Disclosure of Invention
The invention aims to provide a network homologous attack analysis method, a system, equipment and a storage medium, which are used for solving the problems of low analysis efficiency and low accuracy aiming at the network homologous attack in the prior art.
A network homology attack analysis method comprises the following steps:
s1, establishing a historical data set according to a historical attack event, selecting sequence features and field features in a data stream from the historical data set based on Modbus TCP data stream features, and establishing a homologous attack analysis model based on the acquired sequence features and field features;
s2, sequence features and field features of an attacker about the data stream are obtained from the to-be-detected attack data and are respectively compared with the sequence features and the field features in the homologous attack analysis model, so that attack source or attack organization information of the attack data is obtained.
Preferably, the establishing a historical data set according to the historical attack event, selecting sequence features and field features in the data stream from the historical data set based on Modbus TCP data stream features, and establishing a homologous attack analysis model based on the acquired sequence features and field features includes:
based on Modbus TCP data message format, converting sequence features and field features in data streams of a historical dataset into multidimensional vectors which can be used for feature learning in CNN according to key fields in honeypot data streams, and inputting the converted multidimensional vectors into CNN for convolution operation and maximum value pooling operation; and then taking the feature vector output by the CNN as an input layer of the LSTM, and calculating a weight matrix based on an attention mechanism to obtain a homologous attack analysis model.
Preferably, the weight matrix calculation based on the attention mechanism, to obtain a homologous attack analysis model, includes: and performing iterative optimization on the weight matrix by using a back propagation algorithm so as to obtain a homologous attack analysis model of the optimal feature vector.
Preferably, the comparing with the sequence feature and the field feature in the analysis model of homologous attack respectively further includes: normalizing the sequence features and the field features by a softmax activation function, and classifying according to the statistical distribution calculation probability of the normalization processing result to obtain a probability distribution result.
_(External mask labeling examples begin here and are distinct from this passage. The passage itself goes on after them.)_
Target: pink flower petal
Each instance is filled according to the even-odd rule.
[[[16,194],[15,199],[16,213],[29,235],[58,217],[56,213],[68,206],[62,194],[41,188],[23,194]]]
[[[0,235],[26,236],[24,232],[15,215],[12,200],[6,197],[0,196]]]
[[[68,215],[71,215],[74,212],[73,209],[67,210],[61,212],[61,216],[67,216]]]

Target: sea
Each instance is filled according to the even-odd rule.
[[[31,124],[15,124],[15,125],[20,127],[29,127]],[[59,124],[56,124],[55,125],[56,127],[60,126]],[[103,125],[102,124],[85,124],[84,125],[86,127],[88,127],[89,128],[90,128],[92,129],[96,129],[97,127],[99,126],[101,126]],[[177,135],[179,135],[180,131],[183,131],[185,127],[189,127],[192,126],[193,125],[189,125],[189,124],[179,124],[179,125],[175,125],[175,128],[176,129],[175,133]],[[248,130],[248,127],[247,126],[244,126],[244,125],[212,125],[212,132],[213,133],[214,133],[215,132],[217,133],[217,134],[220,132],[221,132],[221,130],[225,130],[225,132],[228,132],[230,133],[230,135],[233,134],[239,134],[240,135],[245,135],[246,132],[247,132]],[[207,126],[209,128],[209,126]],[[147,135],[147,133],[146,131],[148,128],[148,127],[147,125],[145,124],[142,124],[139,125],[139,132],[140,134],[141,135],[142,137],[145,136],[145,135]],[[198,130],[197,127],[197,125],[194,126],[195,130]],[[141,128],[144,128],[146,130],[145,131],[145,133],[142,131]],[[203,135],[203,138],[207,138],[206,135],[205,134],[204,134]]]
Preferably, the sequence features and the field features are normalized through the softmax activation function, the probability distribution results are obtained by classifying according to the statistical distribution calculation probability of the normalization processing results, and then model evaluation is carried out on the probability distribution results generated by the softmax activation function based on cross entropy loss.
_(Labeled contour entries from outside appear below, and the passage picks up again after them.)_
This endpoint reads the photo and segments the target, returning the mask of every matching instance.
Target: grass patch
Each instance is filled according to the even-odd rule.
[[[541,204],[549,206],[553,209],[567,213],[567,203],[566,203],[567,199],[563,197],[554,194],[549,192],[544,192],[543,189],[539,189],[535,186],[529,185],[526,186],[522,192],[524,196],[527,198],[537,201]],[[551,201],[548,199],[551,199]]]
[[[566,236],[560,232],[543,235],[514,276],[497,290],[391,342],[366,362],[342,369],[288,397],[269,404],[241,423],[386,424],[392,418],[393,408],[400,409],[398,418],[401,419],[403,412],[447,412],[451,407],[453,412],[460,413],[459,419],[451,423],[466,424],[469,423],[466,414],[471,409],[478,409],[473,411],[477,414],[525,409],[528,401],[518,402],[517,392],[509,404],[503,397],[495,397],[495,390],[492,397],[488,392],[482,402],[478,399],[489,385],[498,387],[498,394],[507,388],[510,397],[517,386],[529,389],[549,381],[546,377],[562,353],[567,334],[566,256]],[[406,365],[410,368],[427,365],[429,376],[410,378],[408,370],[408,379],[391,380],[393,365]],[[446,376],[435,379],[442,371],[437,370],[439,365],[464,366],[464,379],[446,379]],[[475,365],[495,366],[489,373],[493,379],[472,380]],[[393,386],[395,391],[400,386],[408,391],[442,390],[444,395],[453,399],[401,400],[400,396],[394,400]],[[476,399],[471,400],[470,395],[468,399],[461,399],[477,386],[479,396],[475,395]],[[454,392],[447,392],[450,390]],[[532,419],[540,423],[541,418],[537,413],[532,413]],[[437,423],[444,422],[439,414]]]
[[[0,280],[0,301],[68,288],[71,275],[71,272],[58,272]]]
A network homologous attack analysis system comprises a preprocessing module and an analysis module;
the preprocessing module is used for establishing a historical data set according to the historical attack event, selecting sequence features and field features in the data stream from the historical data set based on Modbus TCP data stream features, and establishing a homologous attack analysis model based on the acquired sequence features and field features;
the analysis module acquires sequence characteristics and field characteristics of an attacker about the data flow from the to-be-detected attack data, and compares the sequence characteristics and the field characteristics with the sequence characteristics and the field characteristics in the homologous attack analysis model respectively, so that attack source or attack organization information of the attack data is obtained.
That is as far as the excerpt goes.